The real problem is the lack of diversity in the roles offered to minority actors? Not just black actors but Hispanic, Asian, hell, even Inuit actors… it’s unacceptable that the ‘everyman’ roles still go to Will Smith (and to a lesser extent these days, Denzel Washington) and that award-worthy roles for black actors still tend to be those embedded in Hollywood’s skewed version of ‘black history’ and culture. It’s surprising that more black actors haven’t been nominated given the Academy’s penchant for the oppressed, the struggle and the battle over adversity considering the pigeon-holing that goes on in casting offices.

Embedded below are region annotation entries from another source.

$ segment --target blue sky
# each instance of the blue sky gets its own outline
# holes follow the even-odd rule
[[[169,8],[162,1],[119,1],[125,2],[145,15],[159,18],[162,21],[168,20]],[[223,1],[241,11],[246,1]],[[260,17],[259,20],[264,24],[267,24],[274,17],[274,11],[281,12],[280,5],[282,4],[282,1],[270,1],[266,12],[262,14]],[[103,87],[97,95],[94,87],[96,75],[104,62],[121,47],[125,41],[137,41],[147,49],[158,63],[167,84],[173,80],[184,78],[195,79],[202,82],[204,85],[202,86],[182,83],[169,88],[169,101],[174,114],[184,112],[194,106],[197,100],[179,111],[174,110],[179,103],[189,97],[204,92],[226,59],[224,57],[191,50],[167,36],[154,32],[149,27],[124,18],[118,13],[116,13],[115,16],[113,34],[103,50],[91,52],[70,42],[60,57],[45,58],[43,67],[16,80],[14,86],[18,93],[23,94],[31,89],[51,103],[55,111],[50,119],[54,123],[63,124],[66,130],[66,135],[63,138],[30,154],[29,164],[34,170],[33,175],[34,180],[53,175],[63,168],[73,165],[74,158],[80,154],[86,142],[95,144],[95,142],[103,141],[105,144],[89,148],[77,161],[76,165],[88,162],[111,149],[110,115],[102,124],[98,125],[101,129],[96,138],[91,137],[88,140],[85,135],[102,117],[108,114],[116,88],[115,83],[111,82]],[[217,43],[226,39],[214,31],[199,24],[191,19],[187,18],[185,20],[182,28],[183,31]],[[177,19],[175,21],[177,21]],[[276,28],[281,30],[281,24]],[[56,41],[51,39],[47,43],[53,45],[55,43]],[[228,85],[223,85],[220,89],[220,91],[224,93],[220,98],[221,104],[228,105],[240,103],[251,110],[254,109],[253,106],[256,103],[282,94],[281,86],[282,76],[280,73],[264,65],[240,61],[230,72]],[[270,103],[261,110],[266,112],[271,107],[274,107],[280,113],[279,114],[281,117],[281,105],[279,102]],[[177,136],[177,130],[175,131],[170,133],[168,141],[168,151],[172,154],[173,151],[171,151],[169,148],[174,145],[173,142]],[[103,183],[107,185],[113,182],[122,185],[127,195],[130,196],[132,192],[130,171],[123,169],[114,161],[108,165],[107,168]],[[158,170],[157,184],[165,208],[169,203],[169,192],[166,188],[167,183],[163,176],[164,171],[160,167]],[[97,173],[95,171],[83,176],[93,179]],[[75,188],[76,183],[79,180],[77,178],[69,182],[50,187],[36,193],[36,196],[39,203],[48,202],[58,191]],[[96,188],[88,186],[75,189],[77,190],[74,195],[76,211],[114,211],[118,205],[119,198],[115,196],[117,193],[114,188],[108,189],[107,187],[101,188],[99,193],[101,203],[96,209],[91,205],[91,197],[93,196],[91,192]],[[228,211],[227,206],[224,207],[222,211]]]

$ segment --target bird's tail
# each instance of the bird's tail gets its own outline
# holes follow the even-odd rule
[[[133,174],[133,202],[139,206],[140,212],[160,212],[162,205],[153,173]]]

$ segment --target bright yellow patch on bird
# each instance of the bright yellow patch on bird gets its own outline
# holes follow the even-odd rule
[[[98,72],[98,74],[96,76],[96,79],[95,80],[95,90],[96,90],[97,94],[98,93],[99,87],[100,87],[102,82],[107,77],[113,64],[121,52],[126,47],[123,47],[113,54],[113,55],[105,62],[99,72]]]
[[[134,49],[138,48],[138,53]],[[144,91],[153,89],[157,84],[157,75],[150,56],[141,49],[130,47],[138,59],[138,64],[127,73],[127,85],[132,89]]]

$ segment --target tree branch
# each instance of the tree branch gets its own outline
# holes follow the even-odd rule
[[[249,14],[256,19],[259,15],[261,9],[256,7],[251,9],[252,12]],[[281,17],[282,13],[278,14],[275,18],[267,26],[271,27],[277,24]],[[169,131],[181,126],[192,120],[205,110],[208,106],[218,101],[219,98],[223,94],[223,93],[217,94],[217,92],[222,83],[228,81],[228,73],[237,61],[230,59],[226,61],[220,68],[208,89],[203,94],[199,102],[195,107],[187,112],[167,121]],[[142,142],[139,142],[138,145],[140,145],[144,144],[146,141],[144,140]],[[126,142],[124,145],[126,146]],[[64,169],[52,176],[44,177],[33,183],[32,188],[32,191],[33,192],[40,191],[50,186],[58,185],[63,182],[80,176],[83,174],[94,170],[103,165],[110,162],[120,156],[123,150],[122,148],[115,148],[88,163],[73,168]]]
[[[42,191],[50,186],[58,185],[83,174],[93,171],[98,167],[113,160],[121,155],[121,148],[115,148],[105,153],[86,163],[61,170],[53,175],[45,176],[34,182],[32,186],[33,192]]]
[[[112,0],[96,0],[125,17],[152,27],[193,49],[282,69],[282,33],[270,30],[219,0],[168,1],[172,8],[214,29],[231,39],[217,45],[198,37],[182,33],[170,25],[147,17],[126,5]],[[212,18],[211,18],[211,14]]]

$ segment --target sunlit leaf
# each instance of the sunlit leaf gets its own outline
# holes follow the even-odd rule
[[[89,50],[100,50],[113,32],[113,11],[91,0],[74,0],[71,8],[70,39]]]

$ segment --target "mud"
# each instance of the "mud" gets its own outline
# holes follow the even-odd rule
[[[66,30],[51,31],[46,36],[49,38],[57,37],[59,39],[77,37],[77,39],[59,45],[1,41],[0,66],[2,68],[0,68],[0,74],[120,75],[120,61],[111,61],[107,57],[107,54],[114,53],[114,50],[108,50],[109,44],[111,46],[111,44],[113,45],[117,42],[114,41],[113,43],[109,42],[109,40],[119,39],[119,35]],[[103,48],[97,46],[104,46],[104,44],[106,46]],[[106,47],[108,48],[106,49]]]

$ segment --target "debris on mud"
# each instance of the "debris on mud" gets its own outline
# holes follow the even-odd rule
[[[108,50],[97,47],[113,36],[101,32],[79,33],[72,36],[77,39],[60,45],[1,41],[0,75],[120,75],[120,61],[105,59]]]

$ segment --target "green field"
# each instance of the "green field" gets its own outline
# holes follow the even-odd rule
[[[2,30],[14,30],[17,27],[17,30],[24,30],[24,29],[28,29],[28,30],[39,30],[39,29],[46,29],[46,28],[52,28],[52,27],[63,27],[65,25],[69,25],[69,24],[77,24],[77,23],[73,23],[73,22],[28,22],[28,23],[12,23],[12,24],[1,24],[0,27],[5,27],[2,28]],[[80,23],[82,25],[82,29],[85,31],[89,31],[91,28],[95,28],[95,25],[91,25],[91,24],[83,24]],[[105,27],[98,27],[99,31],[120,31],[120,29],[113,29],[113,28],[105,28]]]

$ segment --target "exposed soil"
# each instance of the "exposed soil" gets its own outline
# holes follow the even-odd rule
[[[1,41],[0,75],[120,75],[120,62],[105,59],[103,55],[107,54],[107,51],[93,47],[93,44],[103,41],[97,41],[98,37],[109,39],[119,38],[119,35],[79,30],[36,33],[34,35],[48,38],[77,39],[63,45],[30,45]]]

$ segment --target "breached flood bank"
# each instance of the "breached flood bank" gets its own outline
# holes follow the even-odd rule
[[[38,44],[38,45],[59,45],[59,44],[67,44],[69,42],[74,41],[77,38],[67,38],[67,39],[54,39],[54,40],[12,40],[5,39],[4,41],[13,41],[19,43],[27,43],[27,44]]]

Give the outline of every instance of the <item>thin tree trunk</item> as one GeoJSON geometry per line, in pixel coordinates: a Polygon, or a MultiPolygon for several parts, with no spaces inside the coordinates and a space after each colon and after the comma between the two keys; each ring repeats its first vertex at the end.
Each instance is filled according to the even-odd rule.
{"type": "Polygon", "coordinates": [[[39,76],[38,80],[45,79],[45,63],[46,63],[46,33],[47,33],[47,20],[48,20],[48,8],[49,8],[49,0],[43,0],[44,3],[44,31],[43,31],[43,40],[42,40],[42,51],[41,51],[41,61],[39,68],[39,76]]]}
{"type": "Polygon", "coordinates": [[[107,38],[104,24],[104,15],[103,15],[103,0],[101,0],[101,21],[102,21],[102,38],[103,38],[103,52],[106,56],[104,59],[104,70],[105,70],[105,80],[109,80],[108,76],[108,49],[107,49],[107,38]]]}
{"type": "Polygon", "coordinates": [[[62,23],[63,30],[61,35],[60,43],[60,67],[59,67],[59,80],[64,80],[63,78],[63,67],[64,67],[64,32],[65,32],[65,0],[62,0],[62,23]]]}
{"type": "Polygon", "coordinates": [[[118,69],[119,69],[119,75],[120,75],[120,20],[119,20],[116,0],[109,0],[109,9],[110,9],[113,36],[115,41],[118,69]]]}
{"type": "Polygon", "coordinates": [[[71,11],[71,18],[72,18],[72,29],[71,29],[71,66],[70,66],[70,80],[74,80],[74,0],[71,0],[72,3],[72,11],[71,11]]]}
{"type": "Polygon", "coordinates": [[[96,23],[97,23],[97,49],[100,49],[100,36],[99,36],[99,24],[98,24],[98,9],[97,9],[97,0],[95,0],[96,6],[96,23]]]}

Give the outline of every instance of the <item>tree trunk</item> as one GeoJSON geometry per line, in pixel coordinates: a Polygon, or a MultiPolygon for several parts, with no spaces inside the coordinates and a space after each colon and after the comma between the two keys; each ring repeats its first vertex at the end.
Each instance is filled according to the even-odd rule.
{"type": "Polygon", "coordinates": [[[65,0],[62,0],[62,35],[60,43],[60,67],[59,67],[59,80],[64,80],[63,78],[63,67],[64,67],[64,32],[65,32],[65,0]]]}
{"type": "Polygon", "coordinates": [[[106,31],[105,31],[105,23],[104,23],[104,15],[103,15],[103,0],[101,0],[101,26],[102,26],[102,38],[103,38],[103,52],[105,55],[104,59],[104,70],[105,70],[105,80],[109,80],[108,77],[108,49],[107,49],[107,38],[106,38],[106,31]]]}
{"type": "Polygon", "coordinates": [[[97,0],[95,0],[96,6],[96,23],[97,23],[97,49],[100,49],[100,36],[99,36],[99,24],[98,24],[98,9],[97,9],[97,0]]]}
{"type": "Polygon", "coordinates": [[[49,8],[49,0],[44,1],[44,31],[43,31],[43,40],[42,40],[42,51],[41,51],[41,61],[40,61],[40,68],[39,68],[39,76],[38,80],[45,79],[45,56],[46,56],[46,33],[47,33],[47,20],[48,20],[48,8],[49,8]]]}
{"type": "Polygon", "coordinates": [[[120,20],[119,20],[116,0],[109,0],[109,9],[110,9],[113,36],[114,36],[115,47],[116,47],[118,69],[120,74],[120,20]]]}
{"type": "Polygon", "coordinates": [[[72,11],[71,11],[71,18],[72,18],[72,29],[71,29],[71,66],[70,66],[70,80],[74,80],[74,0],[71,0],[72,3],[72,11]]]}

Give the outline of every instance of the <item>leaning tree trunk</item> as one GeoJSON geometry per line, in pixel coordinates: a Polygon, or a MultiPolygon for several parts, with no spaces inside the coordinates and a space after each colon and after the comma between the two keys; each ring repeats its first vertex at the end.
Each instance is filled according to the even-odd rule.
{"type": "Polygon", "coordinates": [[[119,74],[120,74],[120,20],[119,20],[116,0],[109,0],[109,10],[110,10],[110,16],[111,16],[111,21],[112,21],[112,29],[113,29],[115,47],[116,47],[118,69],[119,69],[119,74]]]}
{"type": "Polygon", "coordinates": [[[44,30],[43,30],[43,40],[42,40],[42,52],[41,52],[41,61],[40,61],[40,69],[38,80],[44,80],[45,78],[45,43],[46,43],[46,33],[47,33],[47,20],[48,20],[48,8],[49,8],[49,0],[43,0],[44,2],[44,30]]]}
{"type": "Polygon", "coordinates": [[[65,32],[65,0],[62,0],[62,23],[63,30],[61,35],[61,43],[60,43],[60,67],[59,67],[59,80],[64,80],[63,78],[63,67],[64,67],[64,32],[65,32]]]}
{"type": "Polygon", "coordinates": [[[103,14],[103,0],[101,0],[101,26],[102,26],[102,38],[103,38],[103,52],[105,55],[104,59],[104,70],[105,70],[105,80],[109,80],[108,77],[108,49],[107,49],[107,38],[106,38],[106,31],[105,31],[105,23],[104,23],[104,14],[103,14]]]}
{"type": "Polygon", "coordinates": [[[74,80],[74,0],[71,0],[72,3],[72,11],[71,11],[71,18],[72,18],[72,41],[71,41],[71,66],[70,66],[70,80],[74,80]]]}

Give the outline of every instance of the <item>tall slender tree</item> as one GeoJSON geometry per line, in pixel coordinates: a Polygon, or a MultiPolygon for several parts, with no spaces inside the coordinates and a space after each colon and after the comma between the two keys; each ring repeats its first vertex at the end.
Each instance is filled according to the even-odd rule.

It was exactly 79 years ago today that The Good Earth premiered and led to Luise Rainer’s second Oscar win for Best Actress, playing a Chinese woman in yellow face (although she did refuse most of the make-up effects and insisted on the minimum, preferring to ‘act’ – now there’s an idea!) Three years later Hattie McDaniel became the first African American Oscar winner for her role as ‘Mammy’ in Gone With The Wind (1939), sitting at a segregated table during the ceremony. Both were worthy winners but times have changed, maybe not so much as we might think: yellowface performances were still being given Oscars as recently as 1983 when Linda Hunt won for her astonishing turn as Billy Kwan in The Year of Living Dangerously (1982) and Joseph Fiennes has been cast to play Michael Jackson… although any black actor hoping for that part would have to do it in whiteface make-up anyway.
For my part I’d like to have seen some representation in this year’s awards season for Regina Casé (actor) and Anna Muylaert (director) for The Second Mother (2015), for Benicio del Toro in Sicario (2015) and DooNa Bae in A Girl at My Door (2014). But what I know, and what Oscars boycotters appear not to, is that the Oscars don’t represent world cinema, they don’t even represent American cinema, they represent Hollywood cinema. If only they weren’t so damn influential we could just let them get on with it.
One day I genuinely hope that there’ll be a bunch of great actors and actresses in the Lead and Supporting categories that aren’t all the same colour, maybe they don’t even all speak the same language, but they all gave great, award-worthy performances. That’s why they will be there, not because their friends stuck a vote in for them, or they’re filling a quota but because they deserve to be.